L’évêque a donc vocation, pour le moment, à rester une exception. Pierre Teilhard de de Chardin a bien tenté de faire la synthèse entre pensée chrétienne et théorie de l’évolution. Il annonce, par la voix de son alter ego fictif le Père Tassin dans les Racines du ciel : « L’évolution de notre espèce [pour bientôt] vers une totale spiritualité et un amour total »5. L’évêque, ou le soldat, ou l’adolescent sont-ils annonciateurs d’une humanité future ? Peut-être, mais aujourd’hui, ces personnes exceptionnelles relèvent de l’épaisseur du trait, de la marge d’erreur, presque de l’erreur génétique. Ils sont une aberration, une absurdité. Mais justement : « Credo quia absurdum » - « Je crois parce que c’est absurde ».
Même si la psychologie évolutionniste constitue une “mine d’or à Eclectiques”, la figure de l’évêque me fait bifurquer pour quelques temps vers la religion. Peut-être reviendrai-je sur ces sujets dans quelques numéros. Mais la semaine prochaine, j’aurai le plaisir de convoquer un passage mythique de la littérature russe.
Les Misérables, de Victor Hugo. Date de première publication : 1862. Disponible aux éditions Folio Gallimard
The Ape that understood the Universe, Steve Stewart-Williams.
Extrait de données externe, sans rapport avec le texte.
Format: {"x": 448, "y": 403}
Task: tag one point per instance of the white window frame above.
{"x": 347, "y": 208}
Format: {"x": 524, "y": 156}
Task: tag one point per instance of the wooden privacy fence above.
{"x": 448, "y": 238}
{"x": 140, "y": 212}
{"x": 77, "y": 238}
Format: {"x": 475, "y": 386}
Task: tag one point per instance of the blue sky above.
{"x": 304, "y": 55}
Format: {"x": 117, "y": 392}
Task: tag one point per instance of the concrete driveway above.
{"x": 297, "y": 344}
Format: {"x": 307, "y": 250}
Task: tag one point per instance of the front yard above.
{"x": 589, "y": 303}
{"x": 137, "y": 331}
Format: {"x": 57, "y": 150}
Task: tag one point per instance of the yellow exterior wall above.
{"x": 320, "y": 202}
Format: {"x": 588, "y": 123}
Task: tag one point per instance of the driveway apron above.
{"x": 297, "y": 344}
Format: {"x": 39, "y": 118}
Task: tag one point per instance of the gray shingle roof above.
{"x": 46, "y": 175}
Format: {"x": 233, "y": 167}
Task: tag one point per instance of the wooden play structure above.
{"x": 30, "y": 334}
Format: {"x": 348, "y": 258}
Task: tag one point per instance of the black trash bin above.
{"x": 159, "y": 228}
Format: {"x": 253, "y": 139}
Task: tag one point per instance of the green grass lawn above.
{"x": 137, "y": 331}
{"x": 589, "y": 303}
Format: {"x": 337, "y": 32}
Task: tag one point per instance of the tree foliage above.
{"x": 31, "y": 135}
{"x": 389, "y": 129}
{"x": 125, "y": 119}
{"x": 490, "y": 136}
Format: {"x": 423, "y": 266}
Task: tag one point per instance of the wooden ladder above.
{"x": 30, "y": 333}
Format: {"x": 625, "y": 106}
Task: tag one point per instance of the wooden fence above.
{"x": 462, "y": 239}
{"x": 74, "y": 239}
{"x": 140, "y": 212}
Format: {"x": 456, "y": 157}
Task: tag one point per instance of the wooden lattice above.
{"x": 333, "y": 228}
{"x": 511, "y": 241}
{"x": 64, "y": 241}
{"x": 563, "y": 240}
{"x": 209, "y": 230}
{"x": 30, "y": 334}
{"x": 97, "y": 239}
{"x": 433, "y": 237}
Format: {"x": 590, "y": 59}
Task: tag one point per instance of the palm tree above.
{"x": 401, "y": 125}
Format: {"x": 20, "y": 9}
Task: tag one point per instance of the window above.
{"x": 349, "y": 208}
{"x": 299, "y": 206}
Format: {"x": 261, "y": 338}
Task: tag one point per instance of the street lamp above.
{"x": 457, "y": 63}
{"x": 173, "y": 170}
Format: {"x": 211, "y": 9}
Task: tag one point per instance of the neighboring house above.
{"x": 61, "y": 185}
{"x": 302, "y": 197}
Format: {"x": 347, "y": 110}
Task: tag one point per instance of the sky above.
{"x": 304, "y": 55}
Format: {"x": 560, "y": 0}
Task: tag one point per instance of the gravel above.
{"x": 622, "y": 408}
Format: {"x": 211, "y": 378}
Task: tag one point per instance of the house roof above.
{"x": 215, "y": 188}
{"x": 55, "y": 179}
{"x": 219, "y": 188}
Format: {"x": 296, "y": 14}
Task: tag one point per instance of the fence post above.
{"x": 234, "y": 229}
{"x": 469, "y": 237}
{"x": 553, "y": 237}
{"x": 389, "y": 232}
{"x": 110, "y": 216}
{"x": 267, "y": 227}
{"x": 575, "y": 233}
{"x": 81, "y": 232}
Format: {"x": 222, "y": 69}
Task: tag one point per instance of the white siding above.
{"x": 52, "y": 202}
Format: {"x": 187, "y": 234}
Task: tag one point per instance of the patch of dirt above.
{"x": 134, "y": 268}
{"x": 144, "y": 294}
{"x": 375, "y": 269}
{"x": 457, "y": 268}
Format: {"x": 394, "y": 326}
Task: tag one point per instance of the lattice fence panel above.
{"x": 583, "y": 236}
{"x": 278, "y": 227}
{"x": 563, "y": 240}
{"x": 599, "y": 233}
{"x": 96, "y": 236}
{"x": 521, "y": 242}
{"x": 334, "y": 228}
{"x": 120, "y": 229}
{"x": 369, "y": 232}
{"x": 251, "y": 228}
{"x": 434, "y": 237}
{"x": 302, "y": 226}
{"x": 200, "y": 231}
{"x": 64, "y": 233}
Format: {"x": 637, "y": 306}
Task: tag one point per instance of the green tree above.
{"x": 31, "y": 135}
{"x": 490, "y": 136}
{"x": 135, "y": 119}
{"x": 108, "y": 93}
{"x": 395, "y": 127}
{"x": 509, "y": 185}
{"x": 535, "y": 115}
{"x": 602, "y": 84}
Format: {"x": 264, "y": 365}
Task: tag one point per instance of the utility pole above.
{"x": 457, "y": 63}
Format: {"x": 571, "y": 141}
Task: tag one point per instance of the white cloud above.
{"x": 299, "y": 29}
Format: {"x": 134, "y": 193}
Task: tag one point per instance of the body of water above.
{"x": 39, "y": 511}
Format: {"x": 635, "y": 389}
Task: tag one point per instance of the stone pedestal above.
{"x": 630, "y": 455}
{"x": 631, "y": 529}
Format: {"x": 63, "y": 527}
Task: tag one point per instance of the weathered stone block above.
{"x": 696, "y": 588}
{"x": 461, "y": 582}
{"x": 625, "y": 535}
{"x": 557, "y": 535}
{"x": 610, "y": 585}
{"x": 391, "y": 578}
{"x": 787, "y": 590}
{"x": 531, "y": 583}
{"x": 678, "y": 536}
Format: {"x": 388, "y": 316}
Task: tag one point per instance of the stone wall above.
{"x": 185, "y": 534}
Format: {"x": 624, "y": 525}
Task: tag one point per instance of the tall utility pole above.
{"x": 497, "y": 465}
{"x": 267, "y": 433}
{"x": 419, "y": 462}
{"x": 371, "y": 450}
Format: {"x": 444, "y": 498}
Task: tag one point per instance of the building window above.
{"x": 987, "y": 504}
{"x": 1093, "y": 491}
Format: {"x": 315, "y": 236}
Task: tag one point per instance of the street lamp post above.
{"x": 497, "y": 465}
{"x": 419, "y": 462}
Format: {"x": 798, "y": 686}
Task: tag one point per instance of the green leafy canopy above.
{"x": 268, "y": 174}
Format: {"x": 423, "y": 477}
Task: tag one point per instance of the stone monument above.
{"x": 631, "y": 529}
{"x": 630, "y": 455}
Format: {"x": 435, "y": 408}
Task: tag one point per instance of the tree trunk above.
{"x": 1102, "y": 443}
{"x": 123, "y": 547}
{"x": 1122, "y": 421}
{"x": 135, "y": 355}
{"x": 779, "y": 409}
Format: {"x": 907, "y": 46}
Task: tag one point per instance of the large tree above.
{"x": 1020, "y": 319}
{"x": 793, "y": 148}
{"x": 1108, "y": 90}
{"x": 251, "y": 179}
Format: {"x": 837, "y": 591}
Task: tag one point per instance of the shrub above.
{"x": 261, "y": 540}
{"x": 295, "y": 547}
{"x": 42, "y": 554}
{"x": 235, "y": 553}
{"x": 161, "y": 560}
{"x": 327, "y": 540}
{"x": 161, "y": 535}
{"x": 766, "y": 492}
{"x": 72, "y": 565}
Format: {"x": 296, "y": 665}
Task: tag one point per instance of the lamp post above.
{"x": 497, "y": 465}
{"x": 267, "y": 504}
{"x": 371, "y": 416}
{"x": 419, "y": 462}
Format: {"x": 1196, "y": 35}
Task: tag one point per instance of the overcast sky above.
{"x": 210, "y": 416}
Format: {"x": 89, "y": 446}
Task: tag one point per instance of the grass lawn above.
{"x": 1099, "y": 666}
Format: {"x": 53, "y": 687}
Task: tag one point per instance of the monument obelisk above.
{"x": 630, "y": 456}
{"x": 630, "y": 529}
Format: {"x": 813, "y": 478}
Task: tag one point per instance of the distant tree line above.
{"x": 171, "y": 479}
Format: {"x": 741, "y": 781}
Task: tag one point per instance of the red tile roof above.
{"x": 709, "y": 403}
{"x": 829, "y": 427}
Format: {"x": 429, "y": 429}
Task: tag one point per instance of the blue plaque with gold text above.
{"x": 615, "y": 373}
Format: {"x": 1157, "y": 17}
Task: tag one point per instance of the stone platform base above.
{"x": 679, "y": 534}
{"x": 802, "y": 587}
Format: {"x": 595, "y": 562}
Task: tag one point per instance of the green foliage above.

Date de première publication : 2018. Disponible aux Cambridge University Press
Dans la même veine, la psychologie évolutionniste explique qu’on n’aime pas son enfant pour maximiser ses chances de survie, mais que l’amour filial en tant qu’émotion et source d’attachement a été sélectionné par l’évolution car augmentant les chances de survie de l’enfant
Certains lecteurs diront que l’évêque s’inscrit dans un rapport transactionnel avec Valjean. ne dit-il pas? « — N'oubliez pas, n'oubliez jamais que vous m'avez promis d'employer cet argent à devenir honnête homme » . Sauf que juste après l’évêque il dit la chose suivante: « C'est votre âme que je vous achète ; je la retire aux pensées noires et à l'esprit de perdition, et je la donne à Dieu. » Après avoir donné ses chandeliers, l’évêque donne à un tiers (Dieu) ce qu’il a reçu en échange ! L’évêque ne s’inscrit pas dans un schéma transactionnel.
J’adorerais pouvoir en dire plus sur Pierre Teilhard de Chardin mais je ne l’ai pas encore lu!